Le ministre Seeruttun s’est défendu contre les critiques du Fact Finding Committee à l’effet que « the committee was chaired by the wrong person and at the wrong place ». « Ce fonctionnaire est le No 2 des Agricultural Services. They are the most technical people. À l’époque de cette épizootie, le No 1 des services était en congé à l’étranger. Therefore who else to chair that committee. Je ne l’avais pas nommé à ces fonctions », devait-il riposter.

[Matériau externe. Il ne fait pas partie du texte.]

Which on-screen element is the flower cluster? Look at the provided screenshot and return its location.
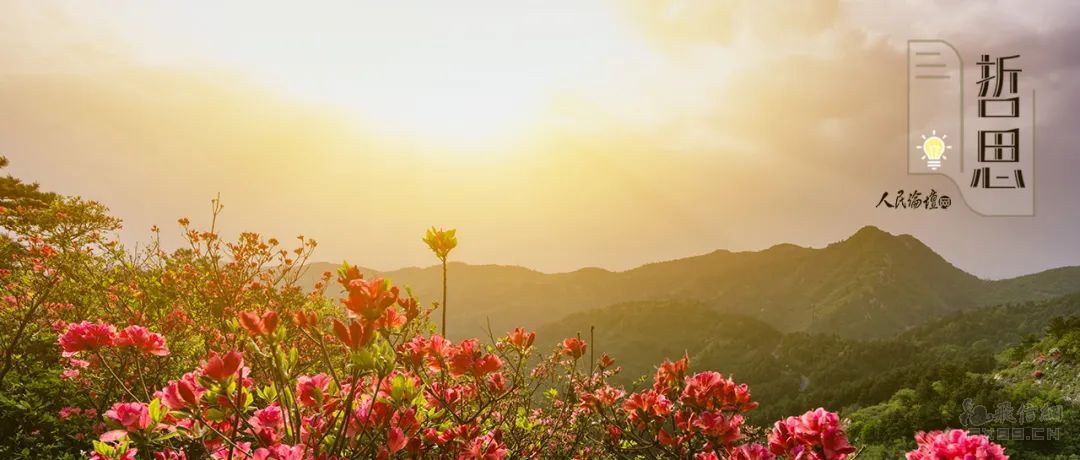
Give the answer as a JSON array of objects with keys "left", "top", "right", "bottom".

Dans la réponse liminaire, le ministre a fait comprendre que depuis le 19 août de l’année dernière, un comité ministériel, présidé par le Premier ministre et ministre des Finances, Pravind Jugnauth, travaille sur un plan de relance de l’élevage. Il a fait état d’une série de 15 mesures, dont l’élaboration d’un Bio-Security Plan, l’amélioration des facilités de quarantaine à Richelieu, d’autres nouvelles facilités à Five Ways, Wooton, une Heifer Farm de même qu’une zone d’élevage à Melrose, une zone d’élevage caprin à Schoenfeld, un élevage de moutons à Salazie, le relogement des éleveurs de porcs dans d’autres régions et la possibilité d’engager la State Trading Corporation dans l’importation du bétail en vue d’aider les éleveurs locaux.